Choix selon usage : mélange grand public (ray‑grass + fétuques + pâturin) pour reprise rapide ; mélange sportif (densité plus élevée, fétuques résistantes). Tableau récapitulatif (valeurs pratiques France) : Semence / Usage | Densité g/m² | Température de germination estimée Ray‑grass (Lolium) — création/rapide | 20–30 g/m² | 5–20 °C (levée 5–10 j) Ray‑grass — sursemis/rénovation | 10–20 g/m² | idem Pâturin (Poa pratensis) — création | 25–40 g/m² | 10–20 °C (levée 10–21 j) Fétuques (Festuca) — durable | 15–30 g/m² | 10–20 °C (levée 14–21 j) Mélange grand public (création) | 25–40 g/m² | selon composants Mélange rénovation / sursemis | 10–20 g/m² | selon composants Choisissez le mélange indiqué sur l’emballage pour sol sec/ombragé/sportif et ajustez la dose en fonction de l’objectif (création = densité plus élevée).

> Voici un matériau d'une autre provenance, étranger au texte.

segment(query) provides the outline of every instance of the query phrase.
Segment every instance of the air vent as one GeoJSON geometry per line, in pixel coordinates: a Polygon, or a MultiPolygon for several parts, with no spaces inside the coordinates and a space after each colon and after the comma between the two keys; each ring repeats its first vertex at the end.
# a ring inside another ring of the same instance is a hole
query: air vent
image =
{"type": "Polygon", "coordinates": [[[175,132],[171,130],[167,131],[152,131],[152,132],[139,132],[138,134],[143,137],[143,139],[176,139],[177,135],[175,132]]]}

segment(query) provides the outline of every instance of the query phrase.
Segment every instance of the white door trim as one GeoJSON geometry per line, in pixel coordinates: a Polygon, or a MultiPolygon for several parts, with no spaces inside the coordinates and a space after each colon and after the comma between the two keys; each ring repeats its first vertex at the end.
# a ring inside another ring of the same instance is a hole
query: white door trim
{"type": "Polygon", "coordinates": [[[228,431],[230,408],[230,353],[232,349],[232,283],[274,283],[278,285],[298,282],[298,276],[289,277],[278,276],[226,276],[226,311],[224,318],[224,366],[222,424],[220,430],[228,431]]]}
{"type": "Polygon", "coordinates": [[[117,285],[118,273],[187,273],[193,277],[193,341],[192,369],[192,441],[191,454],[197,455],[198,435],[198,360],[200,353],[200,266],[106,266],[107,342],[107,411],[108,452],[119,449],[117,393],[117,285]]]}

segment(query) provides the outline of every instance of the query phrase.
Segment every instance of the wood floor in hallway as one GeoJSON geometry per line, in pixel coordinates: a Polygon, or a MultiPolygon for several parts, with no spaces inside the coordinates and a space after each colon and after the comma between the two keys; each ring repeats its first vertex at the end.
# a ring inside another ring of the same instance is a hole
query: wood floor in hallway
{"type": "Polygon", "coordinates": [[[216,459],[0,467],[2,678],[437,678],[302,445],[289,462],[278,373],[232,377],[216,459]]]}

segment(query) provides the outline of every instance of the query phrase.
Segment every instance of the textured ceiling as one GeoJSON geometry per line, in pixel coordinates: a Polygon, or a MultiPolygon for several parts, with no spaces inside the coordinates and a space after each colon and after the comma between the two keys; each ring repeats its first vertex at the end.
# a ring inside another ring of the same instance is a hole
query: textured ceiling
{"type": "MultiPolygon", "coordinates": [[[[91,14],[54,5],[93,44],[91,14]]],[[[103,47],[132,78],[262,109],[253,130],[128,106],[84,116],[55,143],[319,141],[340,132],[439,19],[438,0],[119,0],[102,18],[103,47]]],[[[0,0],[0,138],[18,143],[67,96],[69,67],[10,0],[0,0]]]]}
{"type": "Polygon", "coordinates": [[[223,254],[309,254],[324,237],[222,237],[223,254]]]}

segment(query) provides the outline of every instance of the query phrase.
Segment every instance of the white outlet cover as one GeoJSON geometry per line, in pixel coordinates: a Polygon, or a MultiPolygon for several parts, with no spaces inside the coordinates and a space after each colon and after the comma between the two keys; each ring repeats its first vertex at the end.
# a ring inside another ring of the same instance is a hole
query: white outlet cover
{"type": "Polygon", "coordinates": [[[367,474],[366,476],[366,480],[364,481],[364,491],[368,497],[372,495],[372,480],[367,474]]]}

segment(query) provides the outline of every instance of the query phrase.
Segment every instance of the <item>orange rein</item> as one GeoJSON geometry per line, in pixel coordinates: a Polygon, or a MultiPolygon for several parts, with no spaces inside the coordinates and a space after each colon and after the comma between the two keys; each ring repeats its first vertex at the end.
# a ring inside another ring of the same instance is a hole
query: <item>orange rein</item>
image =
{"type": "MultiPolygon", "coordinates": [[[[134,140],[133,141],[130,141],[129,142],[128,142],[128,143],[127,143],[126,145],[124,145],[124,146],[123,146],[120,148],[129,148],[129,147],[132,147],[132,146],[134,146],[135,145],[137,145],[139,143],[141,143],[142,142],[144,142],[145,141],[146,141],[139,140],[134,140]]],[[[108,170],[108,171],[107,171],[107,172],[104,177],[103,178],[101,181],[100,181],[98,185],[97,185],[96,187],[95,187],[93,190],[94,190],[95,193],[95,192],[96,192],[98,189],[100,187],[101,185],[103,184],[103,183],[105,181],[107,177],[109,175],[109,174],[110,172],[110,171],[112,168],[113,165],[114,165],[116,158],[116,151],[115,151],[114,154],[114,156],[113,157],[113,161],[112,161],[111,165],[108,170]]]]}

Techniques et alternatives pour remplacer la pluie

Principales solutions : - Pré‑irrigation : humidifier le lit 24 h avant le semis. - Arrosage manuel en pluie fine : pomme d’arrosoir ou lance réglable plusieurs fois par jour. - Aspersion/aspersseurs fixes : réglage pour pluie fine (éviter gros jets qui déplacent graines). - Goutte‑à‑goutte + micro‑aspersions pour bordures / zones délicates. - Voile de germination (géotextile respirant) : conserve humidité et protège graines. - Paillage léger (paille ou brindilles fines) : protège du dessèchement et du lessivage. - Hydrogels (granulés rétenteurs d’eau) incorporés localement pour aider la réserve d’eau. - Hydroseeding (hydro‑ensemencement) pour grandes surfaces et talus (prestation pro) qui inclut un paillage hydrophile et colle. Choix selon surface, budget et réglementation locale.